Tous les professionnels du secteur des vins et spiritueux l’affirment clairement: la hausse des accises décidée par le gouvernement Michel en 2015 a porté un coup mortel au secteur en 2016 et n’a aucunement rencontré sa cible. Copie à revoir!

Près de 40% de ventes de spiritueux en moins chez Colruyt, annonce ce jour Michel Lauwers dans l’Echo, précisant dans le même article que Diageo, premier producteur de spiritueux mondial, a retiré son siège de Bruxelles (pour le Benelux) et l’a transféré à Copenhague. Certains diront que les Belges boivent donc moins, et que l’objectif de santé publique visé aussi par cette hausse d’accises est donc atteint, mais ce n’est pas du tout cela. La consommation ne se porte pas plus mal, ne s’est pas déplacée des alcools les plus frappés par cette taxe sur d’autres boissons, mais les achats se font tout simplement hors de nos frontières.

Le Luxembourg, le nord de la France et les Pays-Bas ont bénéficié très largement de ce déplacement d’achats, une bouteille d’alcool pouvant en effet coûter dix euros de moins hors du pays. De grandes surfaces comme Cactus et Auchan l’ont bien compris, ces derniers faisant de la pub jusqu’à Anvers… Et les particuliers ne sont pas les seuls, il semble bien que les patrons d’établissements horeca font de même. Résultat: une baisse des ventes de spiritueux en Belgique de l’ordre de 14 millions de bouteilles en 2016 sur des ventes habituelles de 70 millions…

Si l’Etat espérait engranger près de 212 millions d’euros de recettes supplémentaires, il semblerait que celles-ci ne seront que de… 51 millions.  Cité par Michel Lauwers, Dirk Van Ham, directeur pour les relations corporate en Europe du Nord de Diageo, relève également que « la hausse des accises sur le vin a permis d’atteindre 63% de l’objectif fixé par le gouvernement, celle dans la bière 14% et celle dans les spiritueux 5%. (…) Le segment du vin a produit trois quarts de la hausse (des 51 millions), celui de la bière 19% et les spiritueux à peine 5%. C’est paradoxal puisque la plus forte hausse des accises avait été réservée aux spiritueux. (…) La hausse des accises sur le vin a permis d’atteindre 63% de l’objectif fixé par le gouvernement, celle dans la bière 14% et celle dans les spiritueux 5% ».

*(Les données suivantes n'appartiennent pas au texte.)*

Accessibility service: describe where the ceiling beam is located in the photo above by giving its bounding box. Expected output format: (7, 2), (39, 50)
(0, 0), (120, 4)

Enfin, les achats à l’étranger ont entraîné une perte de 73 millions d’euros de recettes TVA, ce qui ferait donc si on déduit ce montant des rentrées réellement enregistrées, une perte de 22 millions dans l’opération. Difficile certes pour le gouvernement de faire marche arrière, mais c’est pourtant la seule manière d’épargner la profession. La mort ou le déshonneur?